Majumder Sambadi, Mason Chase M
Department of Biology University of Central Florida Orlando 32816 Florida USA.
Present address: Global Water Security Center University of Alabama 1041 Cyber Hall, Box 870206 Tuscaloosa 35487 Alabama USA.
Appl Plant Sci. 2024 Apr 5;12(5):e11576. doi: 10.1002/aps3.11576. eCollection 2024 Sep-Oct.
Plant functional traits are often used to describe the spectra of ecological strategies used by different species. Here, we demonstrate a machine learning approach for identifying the traits that contribute most to interspecific phenotypic divergence in a multivariate trait space.

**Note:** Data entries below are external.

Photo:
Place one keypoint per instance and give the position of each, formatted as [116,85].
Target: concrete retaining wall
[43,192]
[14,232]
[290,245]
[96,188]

Descriptive and predictive machine learning approaches were applied to trait data for the genus , including random forest and gradient boosting machine classifiers and recursive feature elimination. These approaches were applied at the genus level as well as within each of the three major clades within the genus to examine the variability in the major axes of trait divergence in three independent species radiations.
Machine learning models were able to predict species identity from functional traits with high accuracy, and differences in functional trait importance were observed between the genus and clade levels indicating different axes of phenotypic divergence.
Applying machine learning approaches to identify divergent traits can provide insights into the predictability or repeatability of evolution through the comparison of parallel diversifications of clades within a genus. These approaches can be implemented in a range of contexts across basic and applied plant science from interspecific divergence to intraspecific variation across time, space, and environmental conditions.
植物功能性状常用于描述不同物种所采用的生态策略谱。在此,我们展示了一种机器学习方法,用于识别在多变量性状空间中对种间表型差异贡献最大的性状。
将描述性和预测性机器学习方法应用于该属的性状数据,包括随机森林和梯度提升机分类器以及递归特征消除。这些方法在属水平以及该属内的三个主要分支中的每个分支内应用,以检验三个独立物种辐射中性状差异主轴的变异性。
机器学习模型能够从功能性状中高精度地预测物种身份,并且在属和分支水平之间观察到功能性状重要性的差异,表明表型差异的不同轴。
应用机器学习方法识别趋异性状可以通过比较属内分支的平行多样化来洞察进化的可预测性或重复性。这些方法可以在从种间差异到跨时间、空间和环境条件的种内变异的基础植物科学和应用植物科学的一系列背景中实施。